G2WRTW Four lane Smart motorway, M1 close to Junction 31 - Alamy Stock Photo
G2WRTW Four lane Smart motorway, M1 close to Junction 31 - Alamy Stock Photo

Banning smart motorways would "kill drivers" by forcing them onto unsafe roads, a government minister has said.

Baroness Vere, the roads minister, told MPs that the stretches of motorways that used the hard shoulder as an extra lane were safer than conventional roads and motorways as they eased congestion.

She also defended the Government’s decision to keep the system in place despite recent warnings from coroners over the deaths of drivers left stranded on smart motorways, saying a number of safety improvements have been made to them.

Her comments come after Transport Secretary Grant Shapps announced recently that no new smart motorways will be created unless they have the technology in place to spot when a broken-down motorists is unable to reach the sporadic safety bays that replace the hard shoulder.

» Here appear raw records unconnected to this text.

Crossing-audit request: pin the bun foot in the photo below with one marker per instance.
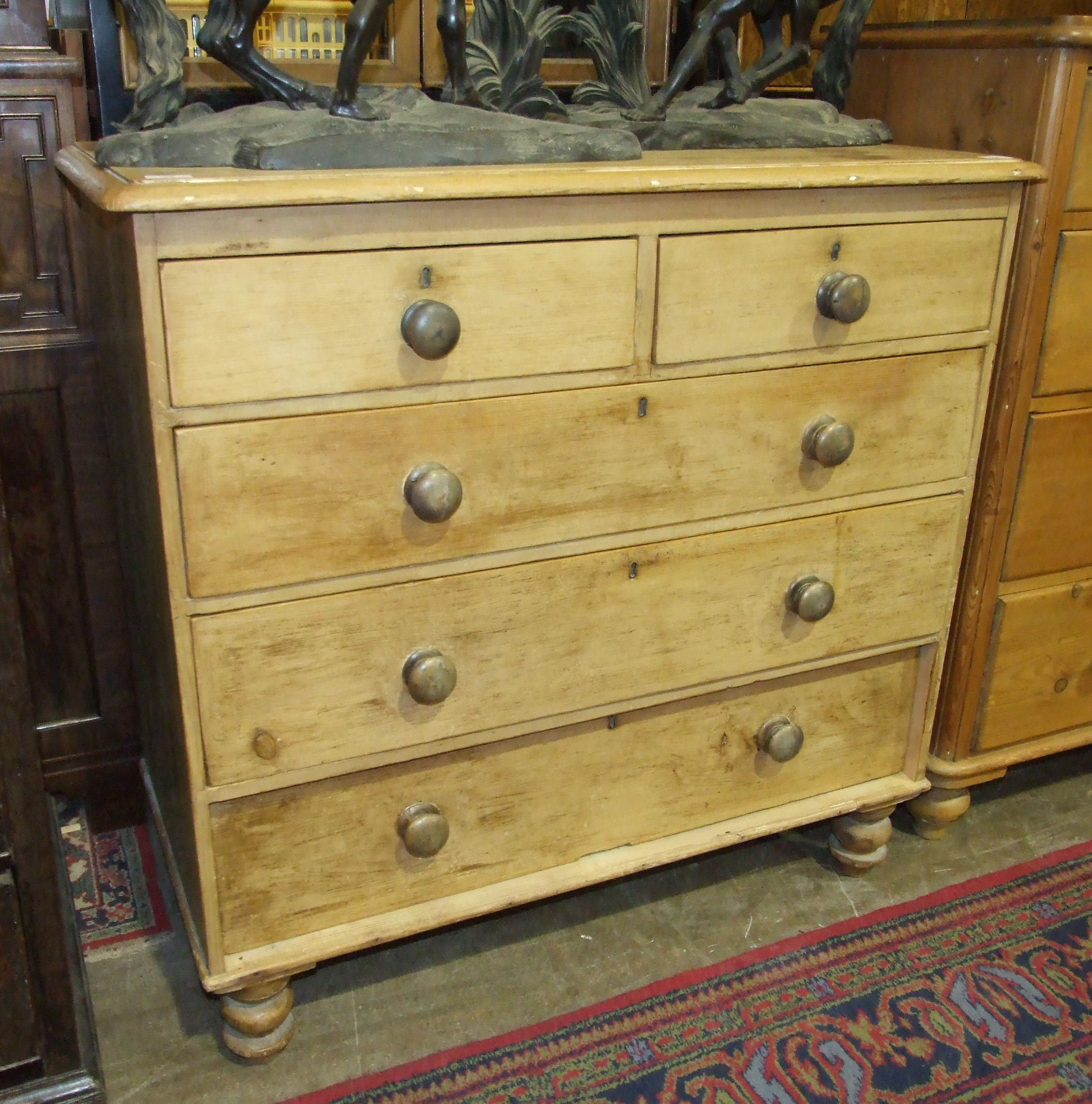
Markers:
(859, 841)
(257, 1020)
(936, 808)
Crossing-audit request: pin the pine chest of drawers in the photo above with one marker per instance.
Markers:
(497, 531)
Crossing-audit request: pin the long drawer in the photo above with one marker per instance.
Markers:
(317, 680)
(298, 861)
(1040, 678)
(1052, 528)
(241, 329)
(740, 294)
(269, 502)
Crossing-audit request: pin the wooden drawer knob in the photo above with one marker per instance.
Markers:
(429, 675)
(811, 597)
(423, 830)
(828, 442)
(434, 494)
(780, 739)
(843, 297)
(431, 329)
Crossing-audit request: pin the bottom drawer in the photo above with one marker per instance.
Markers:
(1040, 679)
(297, 861)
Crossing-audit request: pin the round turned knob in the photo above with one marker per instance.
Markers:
(844, 297)
(434, 494)
(423, 830)
(429, 675)
(780, 739)
(430, 328)
(811, 597)
(828, 441)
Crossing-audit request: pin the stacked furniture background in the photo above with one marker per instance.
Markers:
(1018, 684)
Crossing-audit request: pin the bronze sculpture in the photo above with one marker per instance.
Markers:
(228, 36)
(720, 22)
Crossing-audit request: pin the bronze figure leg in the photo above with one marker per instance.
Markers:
(451, 22)
(362, 28)
(713, 19)
(228, 35)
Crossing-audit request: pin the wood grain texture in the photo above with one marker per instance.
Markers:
(730, 295)
(324, 675)
(280, 501)
(1053, 516)
(1040, 680)
(1079, 197)
(1066, 360)
(678, 172)
(294, 862)
(525, 311)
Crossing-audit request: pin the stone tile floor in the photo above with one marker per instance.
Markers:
(159, 1034)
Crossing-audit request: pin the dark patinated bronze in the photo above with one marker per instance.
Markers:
(780, 739)
(843, 297)
(430, 676)
(431, 329)
(828, 442)
(423, 830)
(433, 492)
(811, 597)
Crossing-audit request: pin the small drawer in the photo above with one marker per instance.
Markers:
(1066, 359)
(1053, 518)
(298, 861)
(752, 293)
(1040, 678)
(270, 502)
(241, 329)
(318, 680)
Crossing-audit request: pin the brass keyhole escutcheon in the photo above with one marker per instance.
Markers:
(433, 492)
(423, 830)
(811, 597)
(431, 328)
(828, 442)
(781, 739)
(844, 297)
(430, 676)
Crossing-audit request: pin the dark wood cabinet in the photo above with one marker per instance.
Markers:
(53, 459)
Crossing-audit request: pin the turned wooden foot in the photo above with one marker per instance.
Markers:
(859, 841)
(257, 1020)
(936, 808)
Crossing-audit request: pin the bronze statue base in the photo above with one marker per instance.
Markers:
(762, 123)
(418, 132)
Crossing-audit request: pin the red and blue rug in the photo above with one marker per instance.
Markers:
(113, 879)
(981, 993)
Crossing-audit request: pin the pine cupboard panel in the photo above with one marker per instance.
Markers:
(742, 294)
(243, 329)
(306, 858)
(1066, 362)
(1040, 680)
(324, 676)
(1053, 516)
(285, 500)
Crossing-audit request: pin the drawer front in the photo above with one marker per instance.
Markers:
(322, 677)
(241, 329)
(1066, 360)
(741, 294)
(1040, 678)
(297, 861)
(1053, 518)
(282, 501)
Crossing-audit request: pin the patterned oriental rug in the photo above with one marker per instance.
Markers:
(114, 882)
(981, 993)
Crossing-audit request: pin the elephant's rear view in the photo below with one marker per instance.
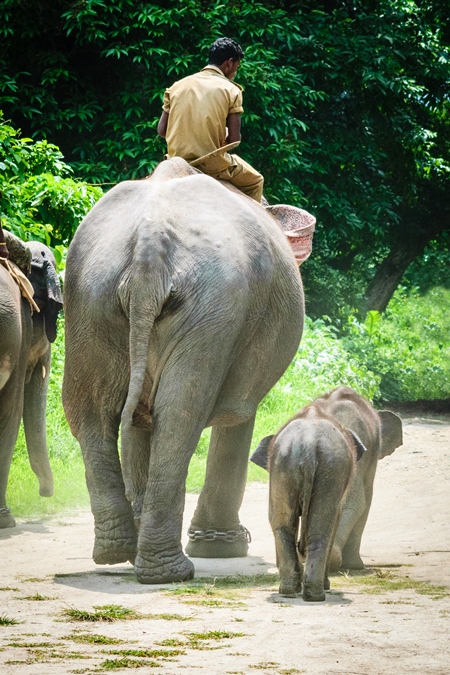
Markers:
(184, 305)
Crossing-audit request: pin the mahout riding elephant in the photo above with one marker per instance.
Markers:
(380, 433)
(311, 461)
(183, 307)
(25, 357)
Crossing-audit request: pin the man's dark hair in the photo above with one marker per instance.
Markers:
(223, 49)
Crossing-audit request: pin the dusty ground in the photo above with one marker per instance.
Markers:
(46, 568)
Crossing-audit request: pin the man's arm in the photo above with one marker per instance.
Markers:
(234, 127)
(162, 124)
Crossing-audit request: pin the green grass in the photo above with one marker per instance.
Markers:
(381, 581)
(101, 613)
(407, 354)
(6, 620)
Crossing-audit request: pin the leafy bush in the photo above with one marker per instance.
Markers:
(38, 198)
(408, 348)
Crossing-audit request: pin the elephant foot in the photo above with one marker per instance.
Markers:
(290, 588)
(335, 561)
(46, 483)
(157, 569)
(114, 552)
(313, 595)
(46, 490)
(217, 543)
(119, 547)
(6, 519)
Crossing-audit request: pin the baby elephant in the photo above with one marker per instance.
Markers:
(315, 474)
(311, 463)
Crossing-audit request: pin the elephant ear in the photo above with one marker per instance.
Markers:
(261, 454)
(47, 288)
(391, 432)
(359, 445)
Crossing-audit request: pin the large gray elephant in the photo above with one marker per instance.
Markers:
(380, 433)
(184, 306)
(25, 356)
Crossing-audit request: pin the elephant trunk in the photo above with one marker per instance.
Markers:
(35, 399)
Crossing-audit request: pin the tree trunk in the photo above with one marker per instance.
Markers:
(390, 272)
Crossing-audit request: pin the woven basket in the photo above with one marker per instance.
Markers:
(298, 225)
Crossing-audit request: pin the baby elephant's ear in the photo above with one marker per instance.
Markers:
(359, 445)
(261, 454)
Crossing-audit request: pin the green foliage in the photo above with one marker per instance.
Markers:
(64, 451)
(408, 348)
(346, 104)
(38, 198)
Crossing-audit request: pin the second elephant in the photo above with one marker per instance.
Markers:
(312, 462)
(380, 432)
(25, 367)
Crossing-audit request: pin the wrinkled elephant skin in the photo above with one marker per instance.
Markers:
(25, 357)
(378, 433)
(311, 461)
(184, 306)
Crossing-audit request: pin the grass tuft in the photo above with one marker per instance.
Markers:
(385, 581)
(6, 620)
(101, 613)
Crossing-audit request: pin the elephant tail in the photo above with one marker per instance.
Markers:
(142, 300)
(305, 497)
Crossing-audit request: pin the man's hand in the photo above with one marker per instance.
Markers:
(234, 127)
(162, 124)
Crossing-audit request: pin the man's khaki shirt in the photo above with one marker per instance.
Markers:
(198, 107)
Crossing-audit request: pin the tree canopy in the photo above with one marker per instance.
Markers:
(346, 113)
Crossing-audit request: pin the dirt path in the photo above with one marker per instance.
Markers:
(365, 627)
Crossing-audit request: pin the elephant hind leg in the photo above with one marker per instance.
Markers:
(11, 398)
(93, 404)
(221, 498)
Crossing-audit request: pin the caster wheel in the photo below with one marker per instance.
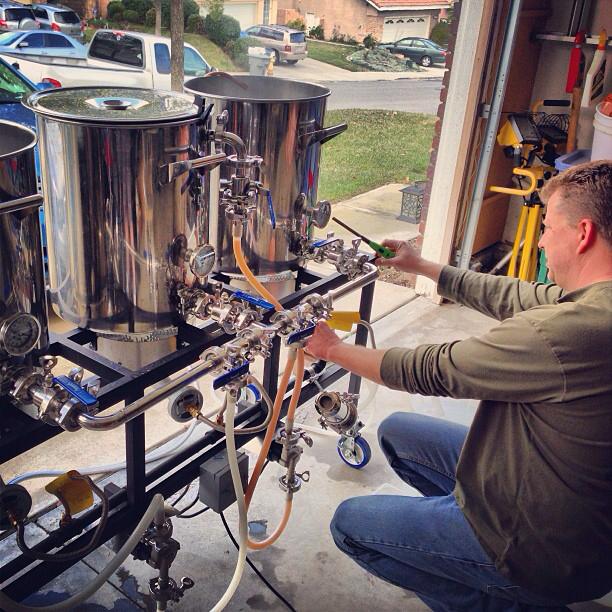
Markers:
(357, 457)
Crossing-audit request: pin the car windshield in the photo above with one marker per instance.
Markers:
(67, 17)
(194, 64)
(8, 38)
(12, 88)
(18, 14)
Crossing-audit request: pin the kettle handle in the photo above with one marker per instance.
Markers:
(324, 134)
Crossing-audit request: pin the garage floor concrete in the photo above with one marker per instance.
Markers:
(304, 565)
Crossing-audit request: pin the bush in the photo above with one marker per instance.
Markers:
(150, 18)
(221, 31)
(195, 24)
(345, 39)
(317, 33)
(440, 33)
(189, 8)
(238, 50)
(296, 24)
(131, 16)
(140, 7)
(369, 41)
(115, 10)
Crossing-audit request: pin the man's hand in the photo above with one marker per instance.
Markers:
(321, 342)
(407, 259)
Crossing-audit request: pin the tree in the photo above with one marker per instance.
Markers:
(157, 17)
(177, 31)
(215, 9)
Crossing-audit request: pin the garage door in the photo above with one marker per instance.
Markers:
(244, 12)
(395, 28)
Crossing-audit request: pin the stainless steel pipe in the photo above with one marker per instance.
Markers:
(131, 411)
(357, 283)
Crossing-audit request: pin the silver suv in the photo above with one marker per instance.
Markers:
(14, 16)
(289, 45)
(59, 19)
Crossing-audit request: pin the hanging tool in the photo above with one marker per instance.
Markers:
(573, 85)
(594, 82)
(378, 248)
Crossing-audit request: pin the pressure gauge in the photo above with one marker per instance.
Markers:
(19, 334)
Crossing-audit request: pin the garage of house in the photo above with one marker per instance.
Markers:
(165, 444)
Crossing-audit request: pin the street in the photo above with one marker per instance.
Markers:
(411, 95)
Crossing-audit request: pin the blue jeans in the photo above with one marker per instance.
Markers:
(425, 544)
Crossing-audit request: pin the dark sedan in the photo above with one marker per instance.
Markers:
(421, 50)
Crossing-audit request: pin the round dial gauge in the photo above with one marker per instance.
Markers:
(19, 334)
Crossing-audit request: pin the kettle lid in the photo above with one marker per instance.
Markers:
(113, 105)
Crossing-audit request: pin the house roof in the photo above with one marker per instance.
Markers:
(395, 5)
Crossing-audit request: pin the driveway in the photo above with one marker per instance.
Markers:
(315, 71)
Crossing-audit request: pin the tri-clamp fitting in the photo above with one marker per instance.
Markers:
(291, 481)
(159, 549)
(54, 400)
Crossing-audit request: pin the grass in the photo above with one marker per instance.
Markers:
(373, 151)
(212, 53)
(333, 54)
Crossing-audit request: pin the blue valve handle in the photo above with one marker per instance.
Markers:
(251, 299)
(230, 375)
(75, 390)
(271, 209)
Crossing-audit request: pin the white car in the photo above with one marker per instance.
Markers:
(39, 42)
(114, 58)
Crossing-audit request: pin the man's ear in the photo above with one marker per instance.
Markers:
(586, 235)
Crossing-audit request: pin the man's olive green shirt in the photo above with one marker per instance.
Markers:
(534, 478)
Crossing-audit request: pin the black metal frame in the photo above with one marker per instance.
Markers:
(120, 384)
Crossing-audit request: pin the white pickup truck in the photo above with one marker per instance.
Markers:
(114, 58)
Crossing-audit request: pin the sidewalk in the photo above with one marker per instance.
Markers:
(320, 72)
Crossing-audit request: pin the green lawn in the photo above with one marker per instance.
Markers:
(333, 54)
(213, 54)
(379, 147)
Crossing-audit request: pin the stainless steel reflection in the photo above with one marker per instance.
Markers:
(280, 121)
(22, 288)
(120, 226)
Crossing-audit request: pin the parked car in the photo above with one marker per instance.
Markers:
(15, 16)
(289, 45)
(114, 58)
(31, 42)
(59, 19)
(421, 50)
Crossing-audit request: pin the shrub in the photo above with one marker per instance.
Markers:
(221, 31)
(238, 50)
(440, 33)
(296, 24)
(150, 18)
(189, 8)
(345, 39)
(195, 24)
(369, 41)
(215, 8)
(317, 33)
(115, 10)
(131, 16)
(140, 7)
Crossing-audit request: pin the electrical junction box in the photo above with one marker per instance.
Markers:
(216, 485)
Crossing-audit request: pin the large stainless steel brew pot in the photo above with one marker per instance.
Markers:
(23, 311)
(282, 122)
(124, 202)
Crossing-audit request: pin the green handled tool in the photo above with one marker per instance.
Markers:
(379, 248)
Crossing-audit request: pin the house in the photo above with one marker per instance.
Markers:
(247, 12)
(386, 20)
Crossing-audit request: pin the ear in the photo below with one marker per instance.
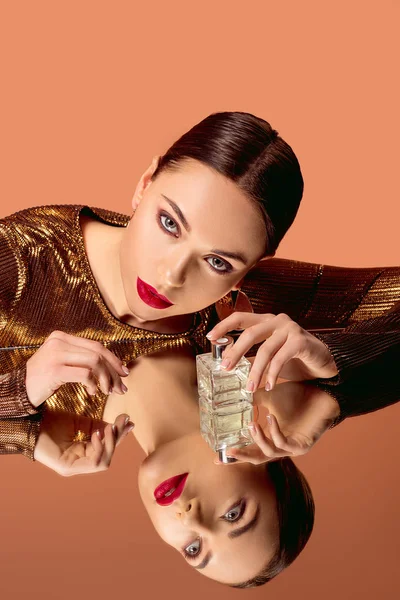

A number of smart motorways were previously launched by Highways England without the monitoring system in place and the Government has given the organisation until March 2023 to ensure all have coverage.

Highways England has previously insisted smart motorways are the “safest roads in the country”. However, figures show there were 15 deaths on them in 2019, up from 11 in 2018.

Appearing in front of the transport select committee, Baroness Vere said she was “astonished” and “disappointed” by the way Highways England had handled the rollout of smart motorways.

However, she said smart motorways were safer than conventional roads as they gave drivers more space.

Baroness Vere said: “One of the things that makes all drivers more safe is to provide more capacity on our safest roads and that is what all-lane running motorways do.

“If you increase capacity on those roads they are our safest roads in terms of fatalities, as you take traffic off less safe roads.”

Ministers are facing pressure from the families of drivers who have been killed on smart motorways to scrap the initiative all together and reinstate hard shoulders.

However, Baroness Vere said she rejected such calls, as doing so would cost more drivers’ lives.

She said: “To those people who would say ‘I would just ban smart motorways and put back the hard shoulder’, I would say where are you going to push that traffic?

“Which less-safe road would you push that traffic to, and how many people is it okay to kill in order to do that?